Not that Shakespeare!

There's no denying the men's club aspect to the culture of writers in London, during the 1890s. Even the Bohemian arts movement excluded women in London in ways that women were included in France. This, however, doesn't mean that women didn't participate! One example is Olivia Shakespear.

In the 1890s, Shakespear was a novelist and she didn't just sit at home writing novels under a pseudonym. Shakespear used her real name on all of her publications. She got out of the house, was active in London's writerly circles, most notably with William Butler Yeats.
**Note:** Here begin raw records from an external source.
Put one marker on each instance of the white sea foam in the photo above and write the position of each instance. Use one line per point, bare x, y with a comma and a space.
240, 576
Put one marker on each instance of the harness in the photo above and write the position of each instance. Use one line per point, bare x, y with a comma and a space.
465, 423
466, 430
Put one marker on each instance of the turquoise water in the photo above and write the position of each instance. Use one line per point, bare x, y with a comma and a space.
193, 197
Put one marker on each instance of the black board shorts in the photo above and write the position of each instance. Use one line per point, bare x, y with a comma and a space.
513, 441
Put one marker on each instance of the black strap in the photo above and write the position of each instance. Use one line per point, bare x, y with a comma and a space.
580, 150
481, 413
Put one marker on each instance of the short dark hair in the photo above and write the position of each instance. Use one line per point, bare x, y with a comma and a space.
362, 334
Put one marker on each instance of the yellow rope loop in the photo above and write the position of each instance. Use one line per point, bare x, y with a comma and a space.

Shakespear and Yeats met on 16 April 1894, at the launch party for the Yellow Book. Shakespear captivated Yeats instantly. Of the occasion, he wrote in his memoirs:
At a literary dinner where there were fifty or sixty guests I noticed opposite me, between celebrated novelists, a woman of great beauty. Her face had a perfectly Greek regularity, though her skin was a little darker than a Greek's would have been and her hair was very dark. She was exquisitely dressed with what seemed to me very old lace over her breast, and had the same sensitive look of distinction I had admired in Eva Gore-Booth. She was, it seemed, about my own age, but suggested to me an incomparable distinction.
After that night, the two became great friends, who would share literary ideas and notions. Though they were both married, in time, they also became lovers. This romance, of course was always overshadowed by Yeats' obsession with Maud Gonne, who he met in 1889 and pursued for decades. Consequently, Shakespear's affair with Yeats was probably overwhelming intellectual. They made many friends through this affair as well. Shakespear introduced Yeats to Ezra Pound in May 1909.


Shakespear shouldn't have been having an affair anyway. Shakespear was Olivia's married name. Her maiden name was Tucker. There doesn't appear to be any relation to the bard.